Okay, I can't believe I'm sitting here dissecting this, but I can't quite stop thinking about it. Last night, Stephen Colbert announced his plans to run for president. Thus far, he only intends to run in the state of South Carolina as South Carolina's "favorite son" on both the Republican and Democratic ballots. The NY Times ran a little article today that basically states that, whatever Colbert's ultimate intentions, his television staff is apparently serious about getting him on both the Republican and Democratic ballots.
Colbert could possibly face problems getting on the Democratic ballot, which requires candidates to be approved by the executive council of South Carolina's Democratic Party. Assuming he does get on the ballot, I think he might cause problems for the netroots' "favorite son," Barack Obama, since presumably, Colbert will pull from the internet savvy, young middle class vote that Obama traditionally does well with.
The Republicans don't seem to require candidates to be approved by the party, but they do require a very hefty filing fee.
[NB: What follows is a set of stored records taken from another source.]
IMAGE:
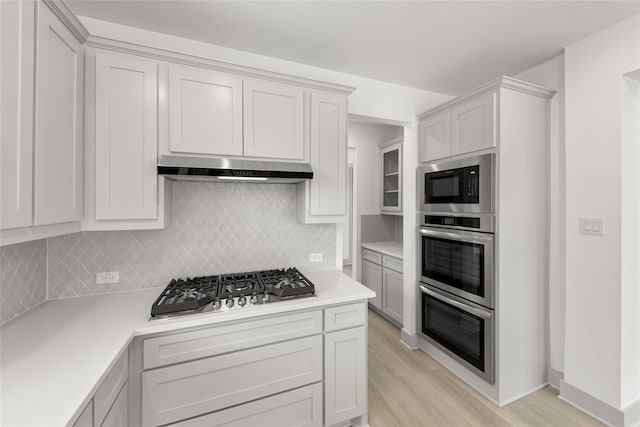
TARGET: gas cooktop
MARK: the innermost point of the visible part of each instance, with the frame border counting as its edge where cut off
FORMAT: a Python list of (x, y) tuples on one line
[(230, 291)]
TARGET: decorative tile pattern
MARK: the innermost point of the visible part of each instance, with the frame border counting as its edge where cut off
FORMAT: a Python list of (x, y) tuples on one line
[(379, 228), (218, 228), (23, 278)]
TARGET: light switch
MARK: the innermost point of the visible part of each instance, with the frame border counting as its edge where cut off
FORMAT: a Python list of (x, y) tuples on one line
[(592, 226)]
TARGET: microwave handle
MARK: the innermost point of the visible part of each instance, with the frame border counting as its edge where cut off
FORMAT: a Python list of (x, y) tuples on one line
[(464, 236), (456, 304)]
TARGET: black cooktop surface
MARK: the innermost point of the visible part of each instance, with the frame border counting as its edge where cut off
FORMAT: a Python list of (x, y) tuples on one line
[(227, 291)]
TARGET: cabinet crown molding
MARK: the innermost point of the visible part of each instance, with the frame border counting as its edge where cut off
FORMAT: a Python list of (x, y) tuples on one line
[(500, 82), (212, 64), (64, 13)]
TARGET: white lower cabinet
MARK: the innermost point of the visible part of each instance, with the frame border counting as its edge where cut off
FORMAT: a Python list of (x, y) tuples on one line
[(345, 375), (372, 279), (383, 275), (392, 298), (301, 407), (118, 414), (178, 392)]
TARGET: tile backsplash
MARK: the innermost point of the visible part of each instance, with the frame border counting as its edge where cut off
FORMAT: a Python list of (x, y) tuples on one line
[(23, 278), (218, 228), (380, 228)]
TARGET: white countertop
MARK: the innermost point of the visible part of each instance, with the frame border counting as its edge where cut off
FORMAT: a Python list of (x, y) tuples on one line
[(54, 357), (393, 249)]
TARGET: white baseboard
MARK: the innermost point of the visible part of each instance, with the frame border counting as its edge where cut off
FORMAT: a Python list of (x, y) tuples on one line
[(627, 417), (409, 340), (554, 378)]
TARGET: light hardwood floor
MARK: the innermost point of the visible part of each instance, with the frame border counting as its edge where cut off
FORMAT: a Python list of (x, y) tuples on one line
[(409, 388)]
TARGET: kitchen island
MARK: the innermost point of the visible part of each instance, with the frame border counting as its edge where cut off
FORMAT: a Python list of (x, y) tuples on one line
[(60, 355)]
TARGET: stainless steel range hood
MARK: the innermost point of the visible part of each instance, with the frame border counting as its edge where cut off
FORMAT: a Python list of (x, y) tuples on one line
[(183, 168)]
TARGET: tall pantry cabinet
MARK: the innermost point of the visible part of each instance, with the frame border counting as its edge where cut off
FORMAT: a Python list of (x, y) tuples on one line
[(41, 121)]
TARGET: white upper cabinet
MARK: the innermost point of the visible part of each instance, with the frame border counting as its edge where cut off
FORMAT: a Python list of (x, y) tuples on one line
[(273, 120), (473, 125), (323, 199), (16, 106), (462, 126), (205, 112), (435, 137), (391, 174), (126, 138), (58, 139)]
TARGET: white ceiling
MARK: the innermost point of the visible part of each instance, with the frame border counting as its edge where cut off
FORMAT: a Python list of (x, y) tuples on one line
[(446, 46)]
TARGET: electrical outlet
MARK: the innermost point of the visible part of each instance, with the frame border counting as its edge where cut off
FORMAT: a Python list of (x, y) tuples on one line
[(592, 226), (108, 277), (315, 257)]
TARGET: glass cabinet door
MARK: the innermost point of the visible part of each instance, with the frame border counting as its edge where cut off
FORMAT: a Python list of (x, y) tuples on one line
[(392, 178)]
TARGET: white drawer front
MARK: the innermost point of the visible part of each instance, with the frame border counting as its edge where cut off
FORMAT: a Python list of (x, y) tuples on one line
[(109, 389), (301, 407), (185, 346), (392, 263), (175, 393), (343, 317), (372, 256)]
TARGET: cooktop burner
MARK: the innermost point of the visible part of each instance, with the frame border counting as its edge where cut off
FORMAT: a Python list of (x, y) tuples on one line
[(230, 291)]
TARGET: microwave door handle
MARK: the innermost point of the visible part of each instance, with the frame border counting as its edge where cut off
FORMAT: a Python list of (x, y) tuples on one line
[(461, 236), (456, 304)]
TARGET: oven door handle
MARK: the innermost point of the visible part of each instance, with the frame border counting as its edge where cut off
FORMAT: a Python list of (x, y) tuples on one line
[(457, 304), (464, 236)]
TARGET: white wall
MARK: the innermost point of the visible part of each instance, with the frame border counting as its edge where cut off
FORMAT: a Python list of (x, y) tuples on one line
[(371, 98), (601, 347), (550, 74)]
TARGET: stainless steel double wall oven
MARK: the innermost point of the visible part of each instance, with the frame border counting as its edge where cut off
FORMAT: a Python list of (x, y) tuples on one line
[(456, 234)]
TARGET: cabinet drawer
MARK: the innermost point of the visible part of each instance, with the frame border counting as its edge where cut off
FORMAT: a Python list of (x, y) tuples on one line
[(176, 393), (185, 346), (109, 389), (301, 407), (372, 256), (343, 317), (392, 263)]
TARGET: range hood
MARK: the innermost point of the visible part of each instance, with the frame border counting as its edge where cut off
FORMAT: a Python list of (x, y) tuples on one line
[(183, 168)]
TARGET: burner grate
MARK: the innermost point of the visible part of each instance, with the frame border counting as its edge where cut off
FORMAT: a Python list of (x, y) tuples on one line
[(189, 294), (286, 283)]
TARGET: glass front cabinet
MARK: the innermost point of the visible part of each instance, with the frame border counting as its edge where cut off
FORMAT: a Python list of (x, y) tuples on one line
[(391, 171)]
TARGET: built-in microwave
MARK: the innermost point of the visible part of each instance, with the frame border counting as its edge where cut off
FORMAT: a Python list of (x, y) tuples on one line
[(458, 186)]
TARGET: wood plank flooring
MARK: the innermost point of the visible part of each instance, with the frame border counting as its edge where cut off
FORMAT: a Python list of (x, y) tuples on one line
[(408, 388)]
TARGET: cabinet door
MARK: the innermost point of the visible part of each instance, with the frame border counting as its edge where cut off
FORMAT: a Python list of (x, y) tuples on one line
[(392, 291), (205, 112), (58, 140), (273, 120), (178, 392), (17, 48), (372, 279), (328, 154), (345, 375), (126, 138), (473, 125), (435, 137), (391, 197)]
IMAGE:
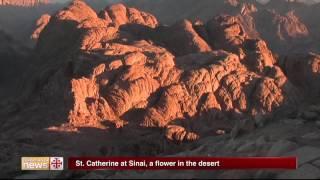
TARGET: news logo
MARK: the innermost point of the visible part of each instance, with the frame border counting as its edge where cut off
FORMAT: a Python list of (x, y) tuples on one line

Assuming Colbert pays up (and I wouldn't be surprised if he does) he could easily be on the Republican primary ballot. This is actually more interesting because the Republican primary poll numbers are much tighter. From Rasmussen, Fred Thompson leads Guiliani in South Carolina 24% to 20%. While most of Colbert's supporters are probably Democrats, I think it's possible that Colbert could manage to get a percent or two of the vote in the Republican primary thus throwing South Carolina off kilter. And if Colbert manages to pull from Thompson, Colbert's satircal campaign for president could kill Thompson's campaign.
6 months ago
Yeah, I just don't get why he's doing it. Joke candidates just kinda make me mad. I mean, to be fair, the election is kind of a joke to begin with, but do you really have to make it worse? I'm think Steven Colbert is hilarious, but I'm not sure I think this is really all that funny.